Sarà forse per questo che mi aggrappo a un sentimento di gioia inaspettata resa ancor più preziosa in ragione della sua incongruità, sarà forse la tensione accumulata negli ultimi giorni a farmi piangere, per una volta, di felicità, e sarà che alla storia di quel relitto scomparso da oltre un secolo ho dedicato molto del mio tempo senza mai stancarmi dell’epica che lo ha reso celebre. E dunque le immagini restituite dalle videocamere ad alta definizione, che dalla profondità di tremila metri mostrano lo scafo in legno incredibilmente ben conservato grazie al freddo e all’assenza di parassiti marini, e inquadrano quella scritta, Endurance, leggibile dalla prima all’ultima lettera, mi tolgono il fiato. 

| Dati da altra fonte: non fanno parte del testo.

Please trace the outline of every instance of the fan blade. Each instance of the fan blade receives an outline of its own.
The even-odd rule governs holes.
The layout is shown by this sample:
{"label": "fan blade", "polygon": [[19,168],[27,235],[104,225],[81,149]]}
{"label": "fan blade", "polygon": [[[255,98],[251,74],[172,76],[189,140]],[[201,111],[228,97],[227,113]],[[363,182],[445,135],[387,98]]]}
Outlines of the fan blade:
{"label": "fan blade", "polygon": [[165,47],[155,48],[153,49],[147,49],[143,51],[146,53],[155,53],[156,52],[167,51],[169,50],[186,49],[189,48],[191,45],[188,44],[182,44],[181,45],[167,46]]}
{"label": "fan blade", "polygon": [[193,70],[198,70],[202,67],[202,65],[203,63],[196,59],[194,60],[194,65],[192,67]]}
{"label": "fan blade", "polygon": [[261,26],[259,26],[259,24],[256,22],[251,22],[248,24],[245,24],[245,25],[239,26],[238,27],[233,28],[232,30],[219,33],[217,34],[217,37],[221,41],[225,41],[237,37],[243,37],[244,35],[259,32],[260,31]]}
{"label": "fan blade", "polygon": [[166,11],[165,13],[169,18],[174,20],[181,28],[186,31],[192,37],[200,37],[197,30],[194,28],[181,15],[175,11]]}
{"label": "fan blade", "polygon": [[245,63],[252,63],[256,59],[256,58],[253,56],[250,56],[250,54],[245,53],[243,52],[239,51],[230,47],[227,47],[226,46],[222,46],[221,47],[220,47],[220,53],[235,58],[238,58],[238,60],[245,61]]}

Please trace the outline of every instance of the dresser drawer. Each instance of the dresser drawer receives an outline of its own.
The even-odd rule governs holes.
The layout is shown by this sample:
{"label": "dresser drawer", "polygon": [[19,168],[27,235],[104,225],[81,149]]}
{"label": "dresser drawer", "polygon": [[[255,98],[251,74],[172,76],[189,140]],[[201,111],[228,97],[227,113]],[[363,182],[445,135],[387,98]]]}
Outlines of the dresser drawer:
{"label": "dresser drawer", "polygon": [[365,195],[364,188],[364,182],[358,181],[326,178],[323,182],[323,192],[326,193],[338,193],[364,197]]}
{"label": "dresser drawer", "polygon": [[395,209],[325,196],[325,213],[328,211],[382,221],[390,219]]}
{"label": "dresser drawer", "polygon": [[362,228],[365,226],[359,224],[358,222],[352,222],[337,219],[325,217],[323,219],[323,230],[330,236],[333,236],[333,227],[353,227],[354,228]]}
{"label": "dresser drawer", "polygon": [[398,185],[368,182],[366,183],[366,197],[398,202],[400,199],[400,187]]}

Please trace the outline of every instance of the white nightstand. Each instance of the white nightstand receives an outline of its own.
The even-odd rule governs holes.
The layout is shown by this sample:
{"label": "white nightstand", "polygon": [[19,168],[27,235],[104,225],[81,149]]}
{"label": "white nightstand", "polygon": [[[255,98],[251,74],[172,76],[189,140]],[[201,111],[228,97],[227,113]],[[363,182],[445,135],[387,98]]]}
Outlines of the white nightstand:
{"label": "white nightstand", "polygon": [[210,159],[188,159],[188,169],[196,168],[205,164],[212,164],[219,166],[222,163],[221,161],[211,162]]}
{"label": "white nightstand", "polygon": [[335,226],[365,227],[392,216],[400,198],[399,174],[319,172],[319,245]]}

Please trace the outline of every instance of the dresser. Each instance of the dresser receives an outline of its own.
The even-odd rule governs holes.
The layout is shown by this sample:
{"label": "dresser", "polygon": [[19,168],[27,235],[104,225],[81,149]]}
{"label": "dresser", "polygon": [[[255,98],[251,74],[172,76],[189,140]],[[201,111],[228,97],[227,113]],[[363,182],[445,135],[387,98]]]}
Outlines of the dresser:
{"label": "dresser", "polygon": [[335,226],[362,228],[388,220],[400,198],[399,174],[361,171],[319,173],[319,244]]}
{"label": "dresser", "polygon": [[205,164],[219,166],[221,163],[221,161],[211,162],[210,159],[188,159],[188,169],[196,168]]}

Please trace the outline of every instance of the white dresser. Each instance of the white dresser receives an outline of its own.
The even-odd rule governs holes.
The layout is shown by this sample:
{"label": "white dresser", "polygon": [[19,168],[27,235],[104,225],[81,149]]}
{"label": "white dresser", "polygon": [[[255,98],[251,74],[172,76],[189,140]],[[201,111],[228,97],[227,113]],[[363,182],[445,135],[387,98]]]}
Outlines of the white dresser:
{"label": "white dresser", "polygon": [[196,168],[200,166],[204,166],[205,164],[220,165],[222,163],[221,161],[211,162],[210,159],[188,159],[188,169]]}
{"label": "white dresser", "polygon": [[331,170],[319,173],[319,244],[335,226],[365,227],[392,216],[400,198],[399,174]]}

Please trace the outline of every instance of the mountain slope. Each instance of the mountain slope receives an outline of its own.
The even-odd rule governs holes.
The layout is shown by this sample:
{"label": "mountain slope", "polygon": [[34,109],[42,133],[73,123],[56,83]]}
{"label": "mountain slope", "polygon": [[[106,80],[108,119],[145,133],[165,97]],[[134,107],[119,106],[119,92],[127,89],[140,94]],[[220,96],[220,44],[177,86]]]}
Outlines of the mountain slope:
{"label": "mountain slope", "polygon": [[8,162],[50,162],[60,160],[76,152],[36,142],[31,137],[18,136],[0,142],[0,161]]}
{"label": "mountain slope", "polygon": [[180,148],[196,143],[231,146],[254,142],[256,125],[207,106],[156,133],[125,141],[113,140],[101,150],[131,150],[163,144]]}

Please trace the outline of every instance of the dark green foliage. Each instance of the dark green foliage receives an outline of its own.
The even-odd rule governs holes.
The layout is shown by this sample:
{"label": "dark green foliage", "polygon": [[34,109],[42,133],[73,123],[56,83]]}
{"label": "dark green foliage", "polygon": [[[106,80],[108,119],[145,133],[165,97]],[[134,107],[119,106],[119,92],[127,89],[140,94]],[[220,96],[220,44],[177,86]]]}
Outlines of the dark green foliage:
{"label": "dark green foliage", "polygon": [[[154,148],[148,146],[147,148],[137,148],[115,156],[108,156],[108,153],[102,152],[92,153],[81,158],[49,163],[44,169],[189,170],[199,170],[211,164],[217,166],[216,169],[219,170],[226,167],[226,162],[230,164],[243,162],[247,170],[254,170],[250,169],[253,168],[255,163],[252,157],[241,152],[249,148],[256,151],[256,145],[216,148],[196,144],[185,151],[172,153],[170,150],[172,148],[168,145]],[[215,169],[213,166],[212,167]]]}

Il successo di questa difficile impresa, fustigata dal freddo, dal vento e dalla mala sorte (nella notte fra il 21 e il 22 febbraio l’Aghulas II si è fatta imprigionare dal ghiaccio, a riprova che a quelle latitudini la natura non perdona, oggi come ieri) racchiude in sé lo spirito folle e utopistico degli esploratori di altri tempi, il senso inesauribile dalla ricerca scientifica, ma possiede anche il pregio di aver riportato alla luce non solo il relitto simbolo di un’impresa unica, ma la memoria di un uomo straordinario scarsamente ricordato, il cui nome, oggi, campeggia sulle prime pagine di tutti i giornali del mondo. Per quanto mi riguarda, è questo il traguardo più bello. Quando ho cominciato a interessarmi alle imprese di Ernest Shackleton, mi capitava spesso di chiedere a diversi interlocutori se lo avessero mai sentito nominare: in pochi, pochissimi, rispondevano di sì. Per molti, l’uomo che a mio avviso meriterebbe una statua in ogni città del mondo, era uno sconosciuto. Il suo ricordo sembrava inabissato come la sua nave, per lunghi anni custodita dal ghiaccio e dagli anemoni marini, avvinghiati al timone, alla chiglia, agli oggetti ancora intatti appartenuti ai ventotto bravest men dell’equipaggio Endurance.